A seat at The King's College Cambridge Christmas choir is much coveted, as the long queues prove
London, December 23, 2011
Just after 3 pm on Christmas Eve, BBC World Service will pick up the 'Festival of Nine Lessons and Carols' from King's College, Cambridge, and broadcast it to millions of listeners around the world. Britain is today pretty much a secular country but its Christian heritage is reflected on special occasions such as this carol service when people start queuing at dawn and sometimes from the night before in order to try and get one of the prized 650 seats inside the chapel. Most of them are reserved anyway for the relatives and close friends of the choristers and members of the college, making the demand for places even keener.
Practice makes perfect: The choir practicing at Kings.

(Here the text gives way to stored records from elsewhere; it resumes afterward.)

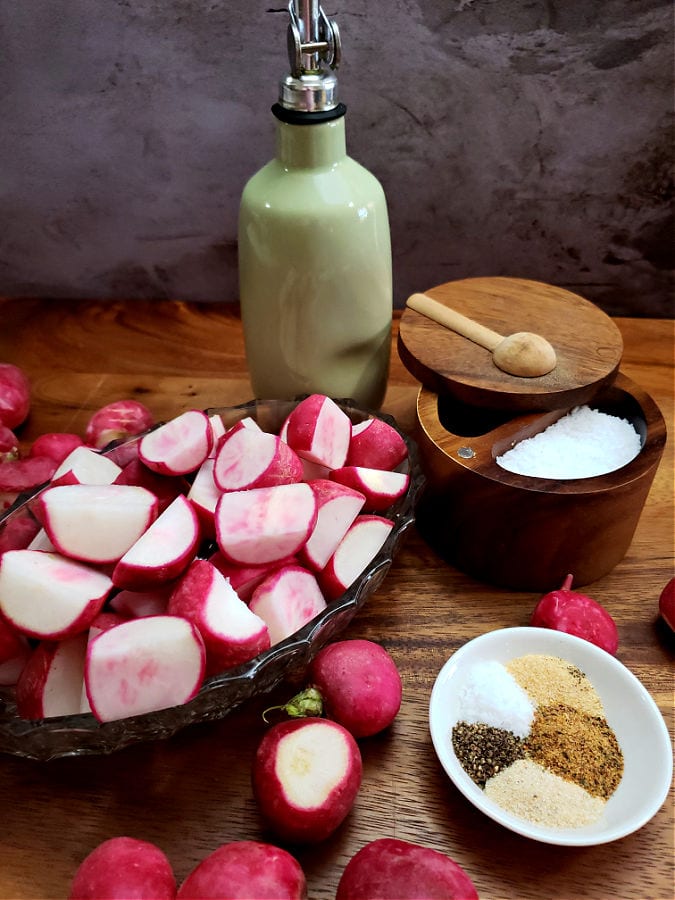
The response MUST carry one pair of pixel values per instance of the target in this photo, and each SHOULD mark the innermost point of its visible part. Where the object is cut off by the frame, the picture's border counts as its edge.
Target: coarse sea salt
(490, 694)
(582, 444)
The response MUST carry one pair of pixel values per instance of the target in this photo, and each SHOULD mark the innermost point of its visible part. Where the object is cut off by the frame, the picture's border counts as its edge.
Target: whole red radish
(667, 604)
(14, 396)
(573, 613)
(120, 419)
(306, 775)
(360, 685)
(389, 869)
(246, 870)
(124, 868)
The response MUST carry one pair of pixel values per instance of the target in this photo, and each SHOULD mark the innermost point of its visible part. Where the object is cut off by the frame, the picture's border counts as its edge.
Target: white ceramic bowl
(630, 711)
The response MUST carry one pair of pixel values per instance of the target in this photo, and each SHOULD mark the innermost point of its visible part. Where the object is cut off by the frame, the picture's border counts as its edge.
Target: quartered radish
(45, 595)
(306, 776)
(337, 507)
(51, 681)
(376, 445)
(232, 632)
(179, 446)
(96, 523)
(355, 551)
(379, 488)
(247, 458)
(264, 525)
(143, 665)
(86, 466)
(286, 600)
(318, 430)
(163, 551)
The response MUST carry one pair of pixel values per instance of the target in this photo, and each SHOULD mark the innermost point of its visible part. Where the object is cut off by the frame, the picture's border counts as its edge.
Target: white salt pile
(583, 443)
(490, 694)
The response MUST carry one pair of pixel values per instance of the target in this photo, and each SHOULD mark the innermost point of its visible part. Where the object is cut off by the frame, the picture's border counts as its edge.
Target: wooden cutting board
(587, 342)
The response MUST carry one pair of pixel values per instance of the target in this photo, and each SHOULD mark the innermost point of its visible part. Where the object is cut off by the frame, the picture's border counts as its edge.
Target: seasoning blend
(315, 274)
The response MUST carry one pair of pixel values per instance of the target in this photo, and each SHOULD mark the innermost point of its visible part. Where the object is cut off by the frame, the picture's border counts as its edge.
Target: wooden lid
(587, 343)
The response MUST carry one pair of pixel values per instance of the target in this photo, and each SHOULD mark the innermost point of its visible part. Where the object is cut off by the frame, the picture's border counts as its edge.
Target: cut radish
(337, 507)
(286, 600)
(51, 682)
(143, 665)
(232, 633)
(379, 488)
(96, 523)
(356, 550)
(376, 445)
(318, 430)
(45, 595)
(247, 458)
(265, 524)
(178, 446)
(83, 465)
(163, 551)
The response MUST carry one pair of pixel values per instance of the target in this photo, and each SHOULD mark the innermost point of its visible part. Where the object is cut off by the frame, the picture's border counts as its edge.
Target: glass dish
(79, 735)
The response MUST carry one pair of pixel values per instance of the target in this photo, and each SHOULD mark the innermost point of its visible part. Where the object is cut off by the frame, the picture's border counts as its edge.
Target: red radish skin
(319, 431)
(51, 681)
(667, 604)
(379, 488)
(14, 396)
(376, 445)
(359, 684)
(306, 777)
(573, 613)
(57, 445)
(124, 868)
(232, 633)
(143, 665)
(117, 420)
(179, 446)
(287, 600)
(337, 507)
(265, 525)
(356, 550)
(96, 523)
(44, 595)
(391, 869)
(163, 551)
(246, 870)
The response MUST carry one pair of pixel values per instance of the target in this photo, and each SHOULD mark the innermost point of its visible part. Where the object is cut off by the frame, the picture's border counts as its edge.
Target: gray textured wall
(512, 137)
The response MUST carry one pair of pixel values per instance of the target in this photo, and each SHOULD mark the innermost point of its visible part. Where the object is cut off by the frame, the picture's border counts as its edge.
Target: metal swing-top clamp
(314, 52)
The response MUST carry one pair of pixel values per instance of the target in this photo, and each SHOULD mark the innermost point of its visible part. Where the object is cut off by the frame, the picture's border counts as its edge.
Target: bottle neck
(311, 146)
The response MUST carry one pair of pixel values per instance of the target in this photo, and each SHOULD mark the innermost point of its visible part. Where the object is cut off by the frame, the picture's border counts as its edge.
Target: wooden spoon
(522, 353)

Don't miss the
For many people in Britain -- and probably around the world -- Christmas does not really begin until the choir starts with the same carol that it has done from the very beginning:
Once in royal David's city,
Stood a lowly cattle shed
Where a Mother laid her baby
In a manger for his bed;
Mary was that Mother mild,
Jesus Christ her little child.
Then the chorus comes in:
He came down to earth from heaven
Who is God and Lord of all,
And his shelter was a stable,
And his cradle was a stall;
With the poor and mean and lowly
Lived on earth our Saviour holy.
Song sung true: Choir boys at Kings
The Festival of Nine Lessons and Carols from King's College Chapel, perhaps the most beautiful building in England, is a tradition that goes back to 1918. It was first broadcast in 1928 and the practice has continued since then. In order to lessen disappointment, the Dean of King's, who is in overall charge of the chapel, puts out a briefing note to members of the public. The advice offered is, "If you would like to attend the service, please join the queue at the Chapel. Normally anyone joining the queue before 9am will get in, but we cannot guarantee this. The queue is admitted at 1.30pm and the service begins at 3pm. The service ends at around 4.30pm."
People can't sneak from the backs that overlook the River Cam -- scenes that will be familiar to generations of Cambridge students in Mumbai. "The only entrance to the College will be via the main gate on King's Parade," says the advisory. "All other gates will be locked."
Traipsing in for tradition: Choir going into King's for practice
The choir service is clearly the hottest ticket in town. "Members of the public in the queue will be admitted to the college grounds via the Front Gate from 7.30am," the advisory adds. "Porters will monitor the number of people joining the queue and, once there are as many people in the queue as there are seats available, members of the public will be advised that it is unlikely that they will be able to attend the service." The service at King's includes carols and readings from the Bible. There is always a new, specially commissioned carol. This year's is a setting of Christina Rossetti's Christmas Eve by Tansy Davies.
The first service in 1918, was held when the Great War, with heavy loss of life, had ended. It was planned by Eric Milner-White, who at the age of 34 had just been appointed Dean of King's, after his experience as an army chaplain. This had convinced him that the Church of England needed more imaginative worship. A revision of the Order of Service was made in 1919, involving rearrangement of the lessons, and from that date the service has always begun with the hymn Once in Royal David's City. The service was first broadcast in 1928 and, with the exception of 1930, has been broadcast annually, even during the Second World War, when the ancient glass (and also all heat) had been removed from the Chapel. Sometime in the early 1930s the BBC began broadcasting the service on the World Service.
When Stephen Cleobury came to King's as Dean in 1982 he was keen to demonstrate a commitment to contemporary music for the College's liturgies. He decided that one way of doing this would be to commission a new carol each year for inclusion in the Festival of Nine Lessons and Carols; thus a new tradition was born.
The question that arises is why is there such a passion to get in when Britain's leading intellectuals outdo each other to declare that in their opinion there is no God.
The answer might be that although most people no longer attend church services on a regular basis, say on Sunday, Britain's underlying Christian culture remains deeply ingrained in the character of the British people.